The history of “bad parking lots” is scandalous. But it will continue to happen unless we close the subsidy loopholes
On Monday, a Senate hearing produced even more damning evidence on the “parking rorts” case.
The Australian National Audit Office told a parliamentary committee that a list of the top 20 fringe electorates guided the distribution of a $ 389 million parking lot construction fund during the 2019 election campaign.
Members of the Sitting Coalition were invited to propose projects for funding. In some cases, funds were allocated to voters when a project had not yet been identified. An adviser to the Prime Minister’s Office was involved in the allocation of the funds – the same adviser implicated in the “sports rorts” incident.
Earlier this month, the Audit Office released a scathing report, finding that 77% of the selected commuter parking sites were in coalition electorates, rather than in areas of real need with problems with parking. congestion. None of the 47 project sites selected for funding commitment were proposed by the infrastructure department.
So why do these rorts keep happening? What mechanisms are in place to try to stop them? And what other protections do we need?
Why do rorts continue to occur?
The pig barrel involves funneling public funds to government electorates for political purposes, rather than an appropriate allocation based on merit.
In recent years we have been inundated with scandals related to pork barrels. This includes the “sports rorts” scandal that led to Bridget McKenzie’s resignation from cabinet last year, and NSW Premier Gladys Berejiklian’s biased cast of the Stronger Communities fund.
Australia has a single-member parliamentary system, which makes it more vulnerable to pig rolls than multi-member electorates like Norway or Spain.
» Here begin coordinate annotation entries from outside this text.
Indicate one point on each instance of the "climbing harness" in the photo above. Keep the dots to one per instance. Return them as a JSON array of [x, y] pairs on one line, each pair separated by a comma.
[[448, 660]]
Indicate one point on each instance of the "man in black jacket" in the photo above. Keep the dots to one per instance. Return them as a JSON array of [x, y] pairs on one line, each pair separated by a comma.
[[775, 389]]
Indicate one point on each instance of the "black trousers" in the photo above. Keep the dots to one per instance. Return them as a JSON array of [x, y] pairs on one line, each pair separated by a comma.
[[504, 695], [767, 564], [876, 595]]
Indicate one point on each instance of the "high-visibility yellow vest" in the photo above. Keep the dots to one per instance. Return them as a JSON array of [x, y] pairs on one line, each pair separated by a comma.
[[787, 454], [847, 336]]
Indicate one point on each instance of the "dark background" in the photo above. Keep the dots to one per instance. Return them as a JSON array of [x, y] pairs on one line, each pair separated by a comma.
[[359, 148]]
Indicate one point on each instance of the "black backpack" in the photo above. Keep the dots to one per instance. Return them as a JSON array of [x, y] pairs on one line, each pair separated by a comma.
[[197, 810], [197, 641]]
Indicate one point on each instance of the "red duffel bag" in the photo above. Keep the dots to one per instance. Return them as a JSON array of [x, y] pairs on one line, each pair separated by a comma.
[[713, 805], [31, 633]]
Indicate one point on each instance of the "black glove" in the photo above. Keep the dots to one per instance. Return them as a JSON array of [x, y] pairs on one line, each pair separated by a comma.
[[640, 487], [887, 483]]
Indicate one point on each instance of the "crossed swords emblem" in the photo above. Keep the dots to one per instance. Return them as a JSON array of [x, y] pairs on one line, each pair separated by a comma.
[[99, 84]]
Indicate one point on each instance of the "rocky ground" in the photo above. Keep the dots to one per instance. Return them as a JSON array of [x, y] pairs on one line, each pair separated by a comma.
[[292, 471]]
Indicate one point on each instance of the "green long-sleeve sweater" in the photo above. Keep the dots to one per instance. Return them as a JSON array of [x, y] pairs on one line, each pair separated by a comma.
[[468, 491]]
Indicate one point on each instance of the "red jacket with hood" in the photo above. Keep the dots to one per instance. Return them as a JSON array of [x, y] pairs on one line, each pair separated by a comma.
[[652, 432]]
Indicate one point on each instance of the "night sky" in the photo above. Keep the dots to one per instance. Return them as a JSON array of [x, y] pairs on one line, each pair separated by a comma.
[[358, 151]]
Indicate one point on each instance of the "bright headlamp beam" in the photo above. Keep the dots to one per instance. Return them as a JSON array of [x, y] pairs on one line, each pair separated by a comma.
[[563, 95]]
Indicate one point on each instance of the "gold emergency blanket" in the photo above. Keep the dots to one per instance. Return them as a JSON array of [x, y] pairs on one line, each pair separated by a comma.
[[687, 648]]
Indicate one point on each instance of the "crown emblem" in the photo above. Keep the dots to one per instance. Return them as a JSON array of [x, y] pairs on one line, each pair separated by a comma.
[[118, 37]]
The belief is that politicians who “bring the bacon home” for their constituents are electorally rewarded for doing so.
This means that the central cabinet is encouraged to strategically distribute the benefits to marginal electorates in order to increase the chances of electoral success. There is also an incentive to skew the distribution of funds in favor of the ruling party.
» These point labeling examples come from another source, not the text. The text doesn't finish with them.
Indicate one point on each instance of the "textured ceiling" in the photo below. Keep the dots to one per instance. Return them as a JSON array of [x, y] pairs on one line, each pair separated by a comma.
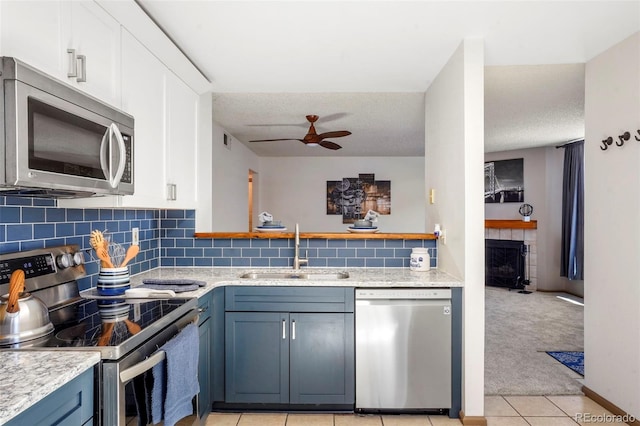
[[364, 66]]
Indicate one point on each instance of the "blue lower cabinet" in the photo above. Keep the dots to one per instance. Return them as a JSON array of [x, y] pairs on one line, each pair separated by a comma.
[[321, 358], [256, 357], [289, 358], [205, 330], [71, 405]]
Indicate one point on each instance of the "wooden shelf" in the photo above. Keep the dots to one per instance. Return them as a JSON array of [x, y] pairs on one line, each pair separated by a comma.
[[510, 224], [322, 235]]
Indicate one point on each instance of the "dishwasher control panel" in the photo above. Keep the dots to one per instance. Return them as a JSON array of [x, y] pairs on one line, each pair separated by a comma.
[[403, 293]]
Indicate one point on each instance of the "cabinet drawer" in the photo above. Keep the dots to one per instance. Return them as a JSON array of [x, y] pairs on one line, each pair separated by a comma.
[[289, 299]]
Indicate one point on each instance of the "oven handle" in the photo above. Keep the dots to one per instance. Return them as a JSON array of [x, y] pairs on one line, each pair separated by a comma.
[[143, 366], [158, 356]]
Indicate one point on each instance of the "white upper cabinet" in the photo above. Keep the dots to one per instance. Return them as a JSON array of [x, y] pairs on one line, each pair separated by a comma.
[[31, 32], [129, 63], [143, 96], [181, 131], [76, 42], [94, 42]]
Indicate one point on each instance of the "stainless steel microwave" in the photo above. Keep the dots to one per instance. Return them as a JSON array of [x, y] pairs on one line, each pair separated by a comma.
[[58, 141]]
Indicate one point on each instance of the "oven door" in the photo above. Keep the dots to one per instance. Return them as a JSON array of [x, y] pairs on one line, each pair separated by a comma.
[[117, 399], [53, 143]]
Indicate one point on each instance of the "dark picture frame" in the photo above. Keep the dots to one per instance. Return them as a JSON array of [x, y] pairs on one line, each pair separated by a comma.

In short, crime scandals continue to occur because governments believe that funneling money to marginal and government electorates will allow them to win elections.
What are the terms of accountability for grants?
At the federal level, we have sophisticated financial management legislation that provides a framework for grant rules. The Commonwealth Grant Rules provide a detailed set of guidelines for ministers and government officials to follow on grant application and selection processes.
Read more: Another day, another rorts scandal – this time with the parking lots. How can we fix the system?
However, there are significant loopholes in the rules. For example, the “bad parking” scandal is not covered by these rules because it is money that passes through the States.
In addition, there are no penalties for non-compliance with the rules. Thus, ministers and government officials can break the rules without repercussions.
Who monitors the grants?
The Auditor General is the main actor investigating the federal grant administration. The Auditor General has significant enforcement powers and is independent from government. Although the Auditor General does not have the power to change government practices, the publicity of his reports can encourage government agencies to respond positively and productively.
In Australia, parliaments have an important constitutional role as oversight of government activities.
Parliamentary committees have become the main form of government oversight in recent years. They are set up to investigate specific policy issues or to assess government performance.
Parliamentary committees are normally responsible for investigating issues by taking submissions, hearing testimony and reporting their findings to parliament. They have been very effective in identifying and investigating issues related to government crimes.
What destination now?
To fix the system, we need to reform the rules for awarding grants and close the loopholes. We also need to impose penalties for breaking the rules.
Read more: The “sports rorts” case shows the need for a real federal ICAC – with teeth
It is imperative that our grant administration system be reformed to ensure that taxpayer funds are protected from government abuse. If the ministerial discretion available in grant processes is misused, it can lead to political patronage and corruption.
Ministers, as our elected representatives, are the guardians of the public trust. In a well-functioning democracy, it is important that there is probity, transparency and accountability in the use of public funds.